On 09/03/2024 22:41, Melanie Plageman wrote:
On Wed, Mar 6, 2024 at 7:59 AM Heikki Linnakangas <hlinn...@iki.fi> wrote:
Does GlobalVisTestIsRemovableXid() handle FrozenTransactionId correctly?
Okay, so I thought a lot about this, and I don't understand how
GlobalVisTestIsRemovableXid() would not handle FrozenTransactionId
correctly.
vacrel->cutoffs.OldestXmin is computed initially from
GetOldestNonRemovableTransactionId() which uses ComputeXidHorizons().
GlobalVisState is updated by ComputeXidHorizons() (when it is
updated).
I do see that the comment above GlobalVisTestIsRemovableXid() says
* It is crucial that this only gets called for xids from a source that
* protects against xid wraparounds (e.g. from a table and thus protected by
* relfrozenxid).
and then in
* Convert 32 bit argument to FullTransactionId. We can do so safely
* because we know the xid has to, at the very least, be between
* [oldestXid, nextXid), i.e. within 2 billion of xid.
I'm not sure what oldestXid is here.
It's true that I don't see GlobalVisTestIsRemovableXid() being called
anywhere else with an xmin as an input. I think that hints that it is
not safe with FrozenTransactionId. But I don't see what could go
wrong.
Maybe it has something to do with converting it to a FullTransactionId?
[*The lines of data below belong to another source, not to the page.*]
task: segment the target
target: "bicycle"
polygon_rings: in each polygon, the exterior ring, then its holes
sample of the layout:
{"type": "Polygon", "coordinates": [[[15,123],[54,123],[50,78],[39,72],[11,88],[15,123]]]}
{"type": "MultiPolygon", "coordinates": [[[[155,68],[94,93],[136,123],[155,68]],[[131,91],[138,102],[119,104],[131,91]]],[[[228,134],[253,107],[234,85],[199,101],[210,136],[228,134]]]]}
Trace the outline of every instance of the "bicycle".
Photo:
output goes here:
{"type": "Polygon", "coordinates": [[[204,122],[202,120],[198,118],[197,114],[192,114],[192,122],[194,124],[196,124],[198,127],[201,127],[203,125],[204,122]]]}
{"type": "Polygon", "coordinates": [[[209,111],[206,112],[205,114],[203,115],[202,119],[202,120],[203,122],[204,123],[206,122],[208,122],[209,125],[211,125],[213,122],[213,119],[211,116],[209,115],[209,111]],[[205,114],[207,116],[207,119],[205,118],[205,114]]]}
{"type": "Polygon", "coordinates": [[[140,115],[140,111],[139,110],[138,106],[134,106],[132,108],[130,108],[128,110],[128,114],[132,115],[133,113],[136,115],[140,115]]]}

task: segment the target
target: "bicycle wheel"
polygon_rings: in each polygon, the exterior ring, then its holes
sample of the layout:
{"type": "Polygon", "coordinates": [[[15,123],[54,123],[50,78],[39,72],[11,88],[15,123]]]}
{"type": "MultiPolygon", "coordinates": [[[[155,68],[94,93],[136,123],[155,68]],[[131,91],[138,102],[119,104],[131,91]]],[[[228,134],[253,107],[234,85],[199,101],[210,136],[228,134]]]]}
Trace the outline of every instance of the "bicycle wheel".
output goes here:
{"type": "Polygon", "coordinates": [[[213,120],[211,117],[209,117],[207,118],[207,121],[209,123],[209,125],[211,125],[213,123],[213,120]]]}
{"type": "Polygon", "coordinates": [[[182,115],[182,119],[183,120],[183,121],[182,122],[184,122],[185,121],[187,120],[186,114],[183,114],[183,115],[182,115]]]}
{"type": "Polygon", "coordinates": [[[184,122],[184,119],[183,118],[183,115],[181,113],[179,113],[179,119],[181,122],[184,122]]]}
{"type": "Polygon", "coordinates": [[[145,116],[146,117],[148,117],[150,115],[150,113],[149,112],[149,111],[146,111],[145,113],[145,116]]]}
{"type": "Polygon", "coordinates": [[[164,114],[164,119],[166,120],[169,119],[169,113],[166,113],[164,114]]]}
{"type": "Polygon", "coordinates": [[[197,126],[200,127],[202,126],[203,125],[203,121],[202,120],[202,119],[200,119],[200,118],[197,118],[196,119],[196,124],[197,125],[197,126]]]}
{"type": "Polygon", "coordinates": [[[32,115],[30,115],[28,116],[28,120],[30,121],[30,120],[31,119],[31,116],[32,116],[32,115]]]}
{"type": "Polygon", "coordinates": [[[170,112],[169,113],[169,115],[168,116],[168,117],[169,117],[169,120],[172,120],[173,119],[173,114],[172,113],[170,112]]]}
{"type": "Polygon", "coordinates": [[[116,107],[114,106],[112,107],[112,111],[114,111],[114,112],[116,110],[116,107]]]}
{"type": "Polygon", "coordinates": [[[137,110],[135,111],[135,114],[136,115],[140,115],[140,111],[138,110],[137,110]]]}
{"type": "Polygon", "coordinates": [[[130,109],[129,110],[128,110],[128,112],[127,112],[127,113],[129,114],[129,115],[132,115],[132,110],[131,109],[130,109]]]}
FullTransactionIdFromU64(U64FromFullTransactionId(rel) + (int32)
(xid - rel_xid));
Sorry, I couldn't quite figure it out :(
I just tested it. No, GlobalVisTestIsRemovableXid does not work for
FrozenTransactionId. I just tested it with state->definitely_needed ==
{0, 4000000000} and xid == FrozenTransactionid, and it incorrectly
returned 'false'. It treats FrozenTransactionId as if was a regular xid '2'.
The XLOG_HEAP2_FREEZE_PAGE record is a little smaller than
XLOG_HEAP2_PRUNE. But we could optimize the XLOG_HEAP2_PRUNE format for
the case that there's no pruning, just freezing. The record format
(xl_heap_prune) looks pretty complex as it is, I think it could be made
both more compact and more clear with some refactoring.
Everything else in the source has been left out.